Nonmonetary impacts are the clearest and least controversial—providing technical assistance, building the enabling environment or the ecosystem, even bringing in more mainstream capital. Most of these activities are familiar forms of enterprise support (though grossly underdeveloped within impact investing). Investment impact, in Brest and Born’s view, hinges on the concept of additionality—to be an impact investor, one must be making something happen that otherwise wouldn’t. For example, one can be an impact investor seeking high rates of financial return if one is exploiting frictions in the market (such as small deal size or misperception of trade-offs between risk and returns) that keep others from deploying capital. Appropriately, return expectations alone tell you little about who is in and who is out.

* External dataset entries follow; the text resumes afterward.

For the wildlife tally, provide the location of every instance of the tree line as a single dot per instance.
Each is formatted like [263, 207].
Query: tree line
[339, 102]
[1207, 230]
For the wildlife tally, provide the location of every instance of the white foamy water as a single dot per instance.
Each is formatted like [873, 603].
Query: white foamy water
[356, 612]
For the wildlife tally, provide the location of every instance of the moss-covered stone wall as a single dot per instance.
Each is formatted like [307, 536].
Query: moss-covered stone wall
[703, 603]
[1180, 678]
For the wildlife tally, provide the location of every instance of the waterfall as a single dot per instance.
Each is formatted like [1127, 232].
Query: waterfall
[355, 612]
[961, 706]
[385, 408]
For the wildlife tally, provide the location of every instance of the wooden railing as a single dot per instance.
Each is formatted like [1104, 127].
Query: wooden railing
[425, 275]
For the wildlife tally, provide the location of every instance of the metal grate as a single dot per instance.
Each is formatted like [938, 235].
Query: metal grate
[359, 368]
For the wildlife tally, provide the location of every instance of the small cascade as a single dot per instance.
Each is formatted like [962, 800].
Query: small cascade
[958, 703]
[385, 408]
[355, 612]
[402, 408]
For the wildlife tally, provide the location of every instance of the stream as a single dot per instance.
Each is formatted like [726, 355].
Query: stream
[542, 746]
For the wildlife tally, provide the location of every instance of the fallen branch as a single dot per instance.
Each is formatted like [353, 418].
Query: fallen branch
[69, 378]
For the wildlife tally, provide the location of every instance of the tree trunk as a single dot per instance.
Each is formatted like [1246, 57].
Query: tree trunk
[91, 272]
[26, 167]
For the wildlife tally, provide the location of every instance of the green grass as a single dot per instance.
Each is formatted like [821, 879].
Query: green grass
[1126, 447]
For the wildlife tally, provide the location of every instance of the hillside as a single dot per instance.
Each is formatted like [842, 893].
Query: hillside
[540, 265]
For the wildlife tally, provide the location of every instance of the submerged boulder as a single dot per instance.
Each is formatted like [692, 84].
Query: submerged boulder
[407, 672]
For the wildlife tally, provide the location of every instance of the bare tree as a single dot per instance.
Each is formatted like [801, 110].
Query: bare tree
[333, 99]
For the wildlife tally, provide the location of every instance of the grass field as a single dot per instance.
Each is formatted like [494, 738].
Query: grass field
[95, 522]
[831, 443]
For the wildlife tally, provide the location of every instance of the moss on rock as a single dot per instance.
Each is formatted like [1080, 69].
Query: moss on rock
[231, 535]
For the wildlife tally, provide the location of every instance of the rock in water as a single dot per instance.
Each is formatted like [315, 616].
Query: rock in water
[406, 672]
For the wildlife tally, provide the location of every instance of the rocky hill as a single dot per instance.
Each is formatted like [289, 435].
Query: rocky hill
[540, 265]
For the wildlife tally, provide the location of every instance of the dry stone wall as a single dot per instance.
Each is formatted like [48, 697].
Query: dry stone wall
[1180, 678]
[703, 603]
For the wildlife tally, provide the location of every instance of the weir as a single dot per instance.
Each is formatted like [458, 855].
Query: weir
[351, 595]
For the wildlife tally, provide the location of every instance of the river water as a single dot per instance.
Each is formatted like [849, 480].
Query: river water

In effect, this definition narrows the field of impact investing. By asserting that an investor in a highly developed subsector of the market—where people compete for deals and capital flows freely—is not an impact investor seems to imply, for example, that much of the capital going in to microfinance today is not impact investment. This is an interesting assertion (nothing happened that wouldn’t have otherwise) but it also feels like analytical parsing: it is true that an investor is not having impact if she is doing something that would happen anyway, but that tells you little about whether the investment has created enterprise impact, which seems like a more important question.
This brings us to the central question of enterprise impact. Ultimately, what we care about is whether, how, and why impact investments improve peoples’ lives. Yet unfortunately, besides a broad framing, the article does not dig deep into enterprise impact outside of the wholly accurate, if nearly clinical, observation that “the absence of data and analysis makes it difficult for impact investors to assess the social impact of the enterprises they invest in.”
As such, the article reflects the current state of dialogue in impact investing, which I hope marks the closing of the first chapter of sector-formation and the start of the second. Nearly all of the discussion in impact investing currently is focused on the capital-formation end of the value chain: Who is an impact investor? What are returns? And yet the things that matter the most happen at the other end of the value chain, at the level of customers and the enterprises that serve them.
We must continue to push further and faster in our work to analyze how people’s lives are or are not improving as a result of our work. This begins with the simple expectation that one cannot be an impact investor if one cannot articulate the impact one aims to have and assess whether or not that impact occurred. The IRIS taxonomy and the GIIRS ratings system serve as strong foundations for these efforts, but they are just a starting point. We need to continue to push for better, more cost-effective forms of data collection—including integrating technology into our measurement efforts—to learn more about who customers are, what their needs are, how those needs are or are not being met, and, at a minimum, what outcomes occurred.
Without this type of information we risk creating a Potemkin village, one that looks nice from the outside but crashes to the ground the moment you knock on the door to peek inside.